If any argument contains no preprocessor tokens then the behaviour is undefined. The same is true if the sequence of preprocessor tokens that forms the argument would otherwise have been another preprocessor directive:

#define CALL(a, b) a b

/* undefined behaviour in each case.... */
CALL(,hello)
CALL(xyz,
#define abc def)

In our opinion, the second of the erroneous uses of CALL should result in defined behaviour—anyone capable of writing that would clearly benefit from the attentions of a champion weightlifter wielding a heavy leather bullwhip.

When a function macro is being processed, the steps are as follows:

All of its arguments are identified.
Except in the cases listed in item 3 below, if any of the tokens in an argument are themselves candidates for macro replacement, the replacement is done until no further replacement is possible. If this introduces commas into the argument list, there is no danger of the macro suddenly seeming to have a different number of arguments; the arguments are only determined in the step above.
In the macro replacement text, identifiers naming one of the macro formal arguments are replaced by the (by now expanded) token sequence supplied as the actual argument. The replacement is suppressed only if the identifier is preceded by one of # or ##, or followed by ##.

Stringizing

There is special treatment for places in the macro replacement text where one of the macro formal parameters is found preceded by #. The token list for the actual argument has any leading or trailing white space discarded, then the # and the token list are turned into a single string literal. Spaces between the tokens are treated as space characters in the string. To prevent ‘unexpected’ results, any " or \ characters within the new string literal are preceded by \.

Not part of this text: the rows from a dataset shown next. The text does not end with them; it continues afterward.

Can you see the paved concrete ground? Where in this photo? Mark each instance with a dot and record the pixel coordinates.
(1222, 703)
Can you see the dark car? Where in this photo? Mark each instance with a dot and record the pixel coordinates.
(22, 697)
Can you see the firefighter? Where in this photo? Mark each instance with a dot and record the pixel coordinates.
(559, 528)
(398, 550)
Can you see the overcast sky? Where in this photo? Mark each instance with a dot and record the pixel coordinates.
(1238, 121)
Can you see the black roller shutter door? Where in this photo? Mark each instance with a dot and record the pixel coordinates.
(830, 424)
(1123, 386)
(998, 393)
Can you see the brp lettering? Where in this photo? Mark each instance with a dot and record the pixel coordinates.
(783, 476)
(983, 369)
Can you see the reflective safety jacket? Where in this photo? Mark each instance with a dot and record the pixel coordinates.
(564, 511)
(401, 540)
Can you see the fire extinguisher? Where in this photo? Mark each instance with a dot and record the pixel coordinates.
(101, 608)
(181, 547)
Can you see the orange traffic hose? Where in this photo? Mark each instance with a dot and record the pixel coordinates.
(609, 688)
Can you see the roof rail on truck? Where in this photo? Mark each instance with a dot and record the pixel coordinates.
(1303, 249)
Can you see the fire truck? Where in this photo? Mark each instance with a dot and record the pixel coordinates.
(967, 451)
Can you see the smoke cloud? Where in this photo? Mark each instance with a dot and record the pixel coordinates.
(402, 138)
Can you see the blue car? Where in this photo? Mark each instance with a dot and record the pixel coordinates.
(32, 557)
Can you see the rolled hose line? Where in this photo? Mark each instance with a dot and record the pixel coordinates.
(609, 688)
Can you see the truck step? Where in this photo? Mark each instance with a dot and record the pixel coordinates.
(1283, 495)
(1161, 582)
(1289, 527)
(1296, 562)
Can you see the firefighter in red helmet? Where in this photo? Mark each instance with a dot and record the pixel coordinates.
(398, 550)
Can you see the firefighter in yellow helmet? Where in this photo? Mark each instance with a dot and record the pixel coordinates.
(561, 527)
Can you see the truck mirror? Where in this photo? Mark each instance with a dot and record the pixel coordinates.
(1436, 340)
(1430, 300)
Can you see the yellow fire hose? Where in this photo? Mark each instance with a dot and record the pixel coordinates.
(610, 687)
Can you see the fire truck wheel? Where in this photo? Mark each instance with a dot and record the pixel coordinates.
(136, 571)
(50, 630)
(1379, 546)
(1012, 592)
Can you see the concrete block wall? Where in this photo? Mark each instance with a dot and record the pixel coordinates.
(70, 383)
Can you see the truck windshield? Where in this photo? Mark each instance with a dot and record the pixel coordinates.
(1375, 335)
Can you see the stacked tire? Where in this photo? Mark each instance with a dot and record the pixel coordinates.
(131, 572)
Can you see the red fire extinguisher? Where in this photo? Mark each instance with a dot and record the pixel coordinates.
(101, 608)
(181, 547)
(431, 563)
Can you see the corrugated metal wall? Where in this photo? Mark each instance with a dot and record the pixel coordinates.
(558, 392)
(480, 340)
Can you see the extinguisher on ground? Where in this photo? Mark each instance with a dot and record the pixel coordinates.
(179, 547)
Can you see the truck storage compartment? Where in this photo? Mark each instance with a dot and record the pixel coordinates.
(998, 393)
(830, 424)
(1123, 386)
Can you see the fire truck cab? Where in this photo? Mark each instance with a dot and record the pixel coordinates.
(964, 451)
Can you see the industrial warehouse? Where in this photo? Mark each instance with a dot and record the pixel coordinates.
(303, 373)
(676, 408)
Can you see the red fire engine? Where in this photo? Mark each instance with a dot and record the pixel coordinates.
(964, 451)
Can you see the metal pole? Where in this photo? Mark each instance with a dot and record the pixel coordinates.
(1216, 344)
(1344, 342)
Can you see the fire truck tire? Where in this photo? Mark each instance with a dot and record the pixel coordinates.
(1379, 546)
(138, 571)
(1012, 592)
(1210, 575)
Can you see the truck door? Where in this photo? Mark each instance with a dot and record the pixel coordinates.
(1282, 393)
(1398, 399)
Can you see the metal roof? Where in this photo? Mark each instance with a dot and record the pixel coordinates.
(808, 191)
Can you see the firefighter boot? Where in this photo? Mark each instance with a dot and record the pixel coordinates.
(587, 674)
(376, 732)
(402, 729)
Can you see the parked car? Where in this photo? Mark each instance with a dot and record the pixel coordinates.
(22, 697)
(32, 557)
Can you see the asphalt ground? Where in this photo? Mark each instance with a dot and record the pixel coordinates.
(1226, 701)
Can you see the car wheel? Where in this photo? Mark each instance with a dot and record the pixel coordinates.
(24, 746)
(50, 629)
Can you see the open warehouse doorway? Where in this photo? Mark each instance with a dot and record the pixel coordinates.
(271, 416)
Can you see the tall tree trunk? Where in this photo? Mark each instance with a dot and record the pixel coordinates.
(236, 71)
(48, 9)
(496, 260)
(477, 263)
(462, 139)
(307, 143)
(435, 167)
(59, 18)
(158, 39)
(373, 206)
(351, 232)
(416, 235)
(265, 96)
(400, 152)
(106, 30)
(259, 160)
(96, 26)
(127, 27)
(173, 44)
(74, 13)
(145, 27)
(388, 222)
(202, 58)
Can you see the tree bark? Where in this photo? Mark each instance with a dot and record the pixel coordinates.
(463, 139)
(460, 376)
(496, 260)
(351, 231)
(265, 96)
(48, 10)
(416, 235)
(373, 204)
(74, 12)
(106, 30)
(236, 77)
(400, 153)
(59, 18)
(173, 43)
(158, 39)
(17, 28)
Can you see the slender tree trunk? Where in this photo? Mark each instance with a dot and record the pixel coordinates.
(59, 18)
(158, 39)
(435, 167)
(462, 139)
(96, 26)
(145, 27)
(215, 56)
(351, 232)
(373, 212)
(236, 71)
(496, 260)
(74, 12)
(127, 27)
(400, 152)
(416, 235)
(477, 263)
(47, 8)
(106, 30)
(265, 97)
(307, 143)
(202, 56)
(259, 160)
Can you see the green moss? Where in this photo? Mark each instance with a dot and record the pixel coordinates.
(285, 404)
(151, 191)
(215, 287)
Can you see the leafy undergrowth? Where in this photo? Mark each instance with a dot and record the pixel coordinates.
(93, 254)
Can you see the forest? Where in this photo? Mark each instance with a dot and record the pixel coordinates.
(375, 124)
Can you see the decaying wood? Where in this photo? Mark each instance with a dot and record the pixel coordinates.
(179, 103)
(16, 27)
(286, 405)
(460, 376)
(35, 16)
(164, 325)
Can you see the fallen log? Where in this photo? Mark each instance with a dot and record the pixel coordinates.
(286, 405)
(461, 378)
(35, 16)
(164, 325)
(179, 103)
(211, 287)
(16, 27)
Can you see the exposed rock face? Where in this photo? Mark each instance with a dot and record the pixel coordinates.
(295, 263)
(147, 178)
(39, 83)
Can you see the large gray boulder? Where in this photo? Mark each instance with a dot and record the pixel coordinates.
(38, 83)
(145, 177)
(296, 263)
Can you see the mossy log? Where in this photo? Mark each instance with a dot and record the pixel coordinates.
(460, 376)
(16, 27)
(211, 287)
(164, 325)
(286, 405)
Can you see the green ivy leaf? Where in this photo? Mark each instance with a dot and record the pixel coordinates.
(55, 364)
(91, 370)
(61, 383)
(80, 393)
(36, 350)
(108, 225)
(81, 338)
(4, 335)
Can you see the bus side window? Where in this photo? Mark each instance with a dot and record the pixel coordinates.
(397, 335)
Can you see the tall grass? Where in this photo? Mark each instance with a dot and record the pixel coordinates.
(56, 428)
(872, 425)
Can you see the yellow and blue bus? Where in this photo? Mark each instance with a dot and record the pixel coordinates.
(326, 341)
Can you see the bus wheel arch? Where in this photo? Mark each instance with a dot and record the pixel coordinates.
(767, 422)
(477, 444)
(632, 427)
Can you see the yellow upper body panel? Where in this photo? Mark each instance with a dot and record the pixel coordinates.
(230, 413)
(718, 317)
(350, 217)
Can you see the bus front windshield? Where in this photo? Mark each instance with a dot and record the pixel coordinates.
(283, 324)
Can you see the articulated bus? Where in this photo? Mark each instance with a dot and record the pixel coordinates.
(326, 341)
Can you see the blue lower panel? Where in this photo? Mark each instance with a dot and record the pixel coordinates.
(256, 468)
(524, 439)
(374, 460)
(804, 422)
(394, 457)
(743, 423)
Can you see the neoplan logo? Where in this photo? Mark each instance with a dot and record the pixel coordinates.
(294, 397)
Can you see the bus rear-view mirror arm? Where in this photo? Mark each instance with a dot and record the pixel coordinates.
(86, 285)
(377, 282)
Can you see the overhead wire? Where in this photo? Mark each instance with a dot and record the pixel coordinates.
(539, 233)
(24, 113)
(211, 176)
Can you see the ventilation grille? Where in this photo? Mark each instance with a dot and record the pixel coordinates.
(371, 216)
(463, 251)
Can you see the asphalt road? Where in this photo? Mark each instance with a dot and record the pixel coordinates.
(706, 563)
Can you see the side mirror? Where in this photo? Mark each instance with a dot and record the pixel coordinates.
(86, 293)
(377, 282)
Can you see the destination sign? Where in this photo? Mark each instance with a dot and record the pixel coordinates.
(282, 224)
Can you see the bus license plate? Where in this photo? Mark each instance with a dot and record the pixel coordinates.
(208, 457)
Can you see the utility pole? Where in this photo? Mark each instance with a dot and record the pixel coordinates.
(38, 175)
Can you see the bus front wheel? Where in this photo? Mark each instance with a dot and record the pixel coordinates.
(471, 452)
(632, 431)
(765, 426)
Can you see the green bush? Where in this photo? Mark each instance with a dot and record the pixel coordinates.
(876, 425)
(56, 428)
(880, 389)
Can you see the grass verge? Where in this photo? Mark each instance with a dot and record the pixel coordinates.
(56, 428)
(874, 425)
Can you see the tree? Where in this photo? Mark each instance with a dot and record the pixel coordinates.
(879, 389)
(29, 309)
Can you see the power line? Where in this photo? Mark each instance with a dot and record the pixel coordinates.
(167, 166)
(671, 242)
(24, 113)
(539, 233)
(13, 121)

This example demonstrates the feature:

#define MESSAGE(x) printf("Message: %s\n", #x)

MESSAGE (Text with "quotes");
/*
* Result is
* printf("Message: %s\n", "Text with \"quotes\"");
*/

Token pasting

A ## operator may occur anywhere in the replacement text for a macro except at the beginning or end. If a parameter name of a function macro occurs in the replacement text preceded or followed by one of these operators, the actual token sequence for the corresponding macro argument is used to replace it. Then, for both function and non-function macros, the tokens surrounding the ## operator are joined together. If they don't form a valid token, the behaviour is undefined. Then rescanning occurs.

As an example of token pasting, here is a multi-stage operation, involving rescanning (which is described next).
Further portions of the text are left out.